Nevertheless, in June, I packed my 2004 GMC Yukon all the way to the ceiling and left for Westcliffe.
Upon arrival, it became clear that this opportunity wasn’t going to just happen. It wasn’t going to be easy. For the first month+ that I was in the Wet Mountain Valley, Stephen was attempting some kind of Obi-Wan/Anakin padawan lesson in work ethic. He was “Mr. Miyagi-ing” me. I was stuck at “wax on, wax off” while painting a cabin in the woods. Even though I had several generations of paint contractors in my blood, I couldn’t hack it. Well, technically, the cabin got painted—but it was a journey.
Although I had moved across the country to learn to roast coffee, I only got the occasional whiff of coffee from my apartment next door to the shop.
My approach was wrong. . . for a long time. I expected to come in and to start being Peregrine’s head roaster almost immediately. If selfish ambition and pride was all it took, I would have had it in-pocket. I thought I was an asset. For much of my early time with Peregrine, I would prove to be a liability. I believed much of my prior knowledge would translate, but I struggled to roast coffee consistently. I often panicked. I froze under pressure. I spilled a lot of coffee beans on the ground. That handle on the cooling tray just had my number. When diving into my mandatory reading (Scott Rao’s The Coffee Roaster’s Companion), I was utterly and completely lost. When learning to be a barista, I dreaded the sight of a car pulling up to the shop. A cold day was my worst nightmare, as I might have to attempt to steam milk again.
Time and time again I had to fail. Time and time again I had to face the music. The simple fact was: I needed humility! I needed to learn from someone who knew more than I did, and I needed to acknowledge my role as an apprentice. I needed to make peace with being at the bottom of the totem pole. I needed to verbalize often that I was willing to learn, willing to fail, and willing to keep trying in spite of my failures.

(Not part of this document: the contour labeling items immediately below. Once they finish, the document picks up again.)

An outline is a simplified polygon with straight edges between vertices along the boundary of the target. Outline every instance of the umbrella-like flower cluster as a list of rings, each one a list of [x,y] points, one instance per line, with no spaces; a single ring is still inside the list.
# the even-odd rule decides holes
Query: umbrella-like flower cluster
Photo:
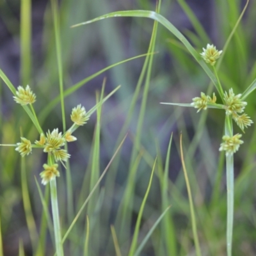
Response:
[[[31,104],[36,99],[35,95],[31,91],[29,86],[26,89],[19,86],[16,92],[17,96],[13,97],[16,102],[21,105]],[[32,108],[32,107],[31,107]],[[34,112],[35,113],[35,112]],[[40,140],[36,140],[34,144],[26,138],[21,138],[21,142],[16,144],[15,150],[18,151],[24,157],[31,153],[32,148],[43,148],[44,152],[47,153],[49,156],[53,157],[54,162],[60,161],[63,165],[70,157],[70,155],[63,147],[66,142],[72,142],[77,140],[77,138],[72,135],[72,132],[81,125],[83,125],[89,120],[90,116],[86,113],[84,107],[81,104],[74,108],[71,113],[71,120],[74,124],[71,127],[63,134],[59,132],[58,128],[51,132],[49,130],[44,134],[42,132]],[[60,176],[60,172],[57,170],[58,164],[44,164],[44,170],[40,173],[42,179],[42,183],[46,185],[49,181],[56,177]]]
[[[205,110],[207,108],[208,103],[215,103],[216,99],[214,93],[213,93],[212,98],[211,98],[210,96],[205,95],[203,92],[201,92],[201,97],[196,97],[192,99],[193,102],[191,105],[195,107],[195,108],[198,108],[197,113],[198,113],[201,109]]]

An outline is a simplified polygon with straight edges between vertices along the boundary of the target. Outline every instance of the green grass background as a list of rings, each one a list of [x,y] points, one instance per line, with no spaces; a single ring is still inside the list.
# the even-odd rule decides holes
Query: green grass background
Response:
[[[204,31],[204,24],[183,0],[163,1],[160,13],[179,25],[173,17],[178,19],[175,11],[180,6],[187,13],[193,30],[182,26],[179,29],[198,52],[212,40],[221,49],[245,2],[212,2],[214,35]],[[49,2],[44,12],[42,45],[38,49],[31,41],[31,3],[21,3],[20,6],[15,1],[12,5],[3,1],[0,6],[3,22],[20,49],[19,82],[16,84],[12,76],[9,79],[15,87],[31,86],[37,96],[35,108],[44,131],[63,129],[60,100],[56,105],[52,101],[60,95],[59,84],[63,83],[64,91],[70,90],[65,98],[67,127],[71,125],[69,116],[73,107],[81,103],[90,109],[95,104],[95,92],[101,90],[104,77],[105,95],[121,84],[88,123],[76,131],[78,140],[68,148],[72,155],[70,171],[63,168],[57,180],[63,236],[128,132],[122,150],[67,236],[65,254],[119,256],[130,252],[130,255],[196,255],[185,179],[180,172],[182,132],[202,254],[226,255],[225,163],[223,154],[218,151],[224,113],[209,109],[196,114],[194,109],[159,104],[189,103],[200,92],[212,90],[204,70],[169,31],[159,24],[153,28],[154,22],[150,19],[116,17],[70,28],[116,10],[154,11],[154,3],[148,0],[63,0],[58,13],[53,15],[60,18],[58,35],[58,28],[54,30],[52,5]],[[256,3],[251,1],[218,70],[225,88],[232,87],[236,93],[242,93],[256,77],[255,11]],[[56,31],[60,43],[57,48]],[[157,53],[90,77],[109,65],[148,51]],[[1,63],[1,68],[8,73],[4,63]],[[74,90],[70,89],[76,84]],[[253,94],[247,98],[246,111],[254,121]],[[32,122],[20,106],[12,102],[12,92],[3,80],[1,95],[1,143],[19,142],[20,134],[31,141],[38,140]],[[234,132],[239,132],[238,127]],[[243,135],[244,143],[235,154],[234,256],[256,253],[255,136],[253,125]],[[19,252],[20,255],[53,255],[51,220],[44,213],[42,204],[45,197],[50,207],[49,188],[40,185],[41,198],[35,179],[40,183],[39,173],[45,156],[34,149],[33,154],[21,161],[13,147],[2,147],[0,157],[0,255],[17,255]],[[150,228],[169,205],[170,209],[151,233]],[[121,254],[115,249],[111,225]],[[143,242],[148,234],[150,238]],[[138,242],[132,252],[130,246],[135,243],[135,237]],[[140,244],[143,248],[139,252]]]

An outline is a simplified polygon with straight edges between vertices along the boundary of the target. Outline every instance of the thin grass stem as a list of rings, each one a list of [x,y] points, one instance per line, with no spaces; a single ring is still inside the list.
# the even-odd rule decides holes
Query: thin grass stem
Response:
[[[51,156],[48,156],[48,164],[52,164],[54,161]],[[58,205],[57,183],[56,177],[50,180],[51,202],[54,230],[55,246],[57,256],[63,256],[63,248],[61,243],[61,234],[60,224],[59,207]]]

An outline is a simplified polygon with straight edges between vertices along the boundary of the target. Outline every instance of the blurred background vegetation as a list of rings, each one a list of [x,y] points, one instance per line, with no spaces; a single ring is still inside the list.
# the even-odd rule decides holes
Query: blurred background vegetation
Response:
[[[25,86],[27,84],[31,86],[37,97],[35,108],[41,117],[40,121],[44,131],[56,127],[61,130],[60,104],[51,109],[49,115],[40,116],[49,102],[59,95],[51,2],[32,1],[31,20],[29,20],[31,28],[24,30],[25,34],[31,31],[31,44],[27,42],[23,44],[21,43],[21,19],[29,19],[29,15],[21,14],[21,2],[0,1],[0,68],[16,87]],[[221,50],[245,3],[246,1],[241,0],[165,0],[161,4],[161,14],[185,35],[198,52],[208,43],[214,44]],[[111,12],[137,9],[155,10],[156,1],[62,0],[60,2],[65,89],[111,64],[147,53],[154,22],[140,18],[115,18],[77,28],[71,29],[70,26]],[[256,77],[255,12],[256,2],[251,1],[218,71],[225,88],[227,90],[232,87],[236,93],[242,93]],[[173,141],[168,166],[170,178],[168,198],[172,207],[166,217],[172,232],[168,236],[164,234],[163,227],[160,225],[141,255],[195,255],[187,192],[184,175],[180,172],[179,145],[180,132],[183,134],[184,155],[196,208],[202,254],[225,255],[225,163],[223,154],[218,151],[223,131],[224,113],[218,109],[209,109],[196,113],[194,109],[159,104],[161,102],[190,103],[192,98],[198,96],[200,92],[211,92],[212,86],[204,70],[181,43],[161,26],[158,27],[155,51],[157,53],[154,57],[143,132],[136,152],[138,158],[131,163],[143,84],[132,118],[125,131],[128,132],[128,138],[118,160],[111,167],[100,184],[99,197],[94,199],[97,204],[93,210],[86,209],[69,236],[65,245],[66,255],[82,255],[86,225],[84,216],[88,212],[92,213],[92,216],[89,214],[91,225],[95,227],[90,237],[90,255],[115,254],[110,225],[118,225],[118,221],[124,222],[120,220],[118,212],[122,212],[120,202],[127,188],[129,173],[132,168],[136,168],[131,192],[133,197],[127,209],[127,220],[124,221],[127,234],[124,238],[120,238],[124,241],[121,248],[125,255],[130,241],[129,237],[132,236],[154,160],[157,155],[157,170],[144,211],[139,239],[145,237],[163,211],[161,175],[172,133]],[[128,109],[144,60],[145,58],[140,58],[111,68],[88,81],[65,98],[66,118],[69,127],[72,108],[80,103],[86,109],[94,106],[95,92],[101,90],[104,77],[106,77],[106,93],[122,85],[115,95],[103,105],[99,162],[100,172],[113,156],[116,139],[127,120]],[[16,143],[20,141],[20,133],[26,138],[29,137],[31,141],[38,140],[36,131],[31,128],[32,124],[28,116],[15,104],[11,92],[3,81],[0,81],[0,90],[1,143]],[[254,121],[256,108],[254,95],[250,95],[247,100],[246,113]],[[71,209],[67,202],[64,169],[58,180],[59,205],[64,230],[68,227],[72,216],[77,212],[90,192],[90,152],[96,119],[96,115],[93,114],[88,123],[76,132],[78,140],[68,148],[72,155],[73,184]],[[239,132],[237,127],[234,129],[235,133]],[[256,254],[256,129],[254,125],[248,129],[243,135],[243,140],[244,144],[235,155],[234,256]],[[45,227],[45,224],[42,220],[42,207],[35,177],[38,180],[45,156],[34,150],[33,155],[26,157],[26,179],[31,208],[30,213],[28,213],[24,211],[26,206],[22,200],[20,155],[13,147],[1,147],[0,150],[0,218],[4,255],[18,255],[20,241],[26,255],[35,255],[31,229],[28,228],[30,225],[28,216],[29,218],[33,216],[36,231],[40,234],[42,225]],[[118,230],[119,227],[116,228]],[[49,232],[45,232],[40,235],[41,237],[45,237],[45,255],[52,255],[52,241]],[[117,234],[118,238],[123,233],[120,234],[117,231]],[[174,248],[172,251],[166,249],[168,243]],[[170,251],[172,254],[170,254]]]

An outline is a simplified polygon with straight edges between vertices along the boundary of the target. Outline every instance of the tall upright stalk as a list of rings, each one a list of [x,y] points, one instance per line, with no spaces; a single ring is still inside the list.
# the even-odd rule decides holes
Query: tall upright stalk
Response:
[[[56,177],[50,181],[50,187],[56,250],[57,256],[63,256],[64,254],[62,247],[61,234],[60,225],[59,208],[58,206],[57,184]]]

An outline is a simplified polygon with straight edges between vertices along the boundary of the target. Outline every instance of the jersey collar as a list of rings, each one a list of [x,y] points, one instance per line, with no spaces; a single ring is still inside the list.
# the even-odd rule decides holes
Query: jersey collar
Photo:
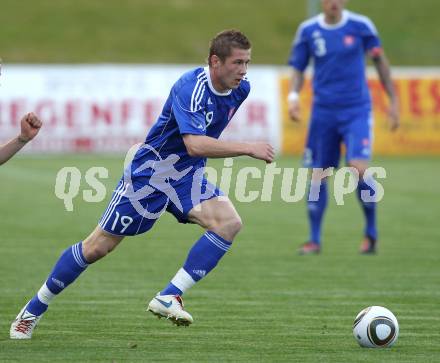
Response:
[[[209,66],[206,66],[203,69],[205,70],[206,78],[208,78],[208,86],[209,86],[209,89],[211,90],[212,93],[214,93],[216,96],[229,96],[231,94],[232,89],[228,89],[225,92],[216,91],[216,89],[212,85],[211,73],[209,72]]]
[[[348,11],[347,10],[342,10],[341,20],[338,23],[336,23],[336,24],[327,24],[325,22],[324,14],[321,13],[321,14],[318,15],[318,24],[319,24],[319,26],[321,28],[328,29],[328,30],[338,29],[338,28],[343,27],[347,23],[347,20],[348,20]]]

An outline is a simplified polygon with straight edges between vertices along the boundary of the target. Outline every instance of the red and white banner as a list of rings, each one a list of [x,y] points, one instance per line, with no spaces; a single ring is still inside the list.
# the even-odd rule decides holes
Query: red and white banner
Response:
[[[125,152],[145,139],[173,83],[191,66],[4,66],[0,77],[0,144],[33,111],[44,121],[26,149]],[[252,67],[252,90],[223,139],[267,141],[280,150],[276,68]]]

Of course, this took a lot on Stephen’s part. Trust in me and my word. Trust in my commitment. Trust in my being “devoted to the journey” as we say. Trust that I may actually work out in the end. He (and Susann) have demonstrated great patience and love towards me. Through this process of apprenticeship, the Holmes have become family to my wife and I.
Yes, I still have a long way to go. We all do. However, I can confidently say March 2020 was a real crossroads in my life. At that junction, I took a unique path. Because of that decision, I am forever changed by my friendship and apprenticeship with Stephen Holmes. I am farther along on the journey to becoming the man I was made to be. I have been molded and shaped by this year and 7 months of constantly choosing humility. It is the hard choice and it is counter-cultural. . . especially among my generation (as Stephen is rightly quick to remind me).
Why is it so hard to embrace humility?
Photograph by Steve Willis
Humility is more than just a buzz-word to be printed on marketing material. It is a deep attitude that involves a thorough period of self-reflection. A person must come to the realization that there is something to be learned, and that they are not the center of the universe.
Truly, for me, there has been profound freedom realized in the fact that I am not, in myself, that important. I have been blessed with the opportunity to do important things, but it is buying into a life of greater purpose that is worthwhile. I am grateful daily that His strength is made perfect in my weakness. . . because I have plenty of that to go around!
Concluding without getting too preachy, I want to allude to my purpose here at Peregrine. It is not simply to roast coffee—it is to do everything I do unto the glory of the Lord. . . and because of that, I can roast coffee with confidence and passion.
So, I resolve to be humble. Peregrine Coffee Roasters does, too. It is who we are and who we strive to be on a deep level. It is not passive, but it requires a lot of hard work in the process. When the world tells you it can be “me, me, me”, choose instead to join alongside us in humility, being devoted to the journey it will take you on.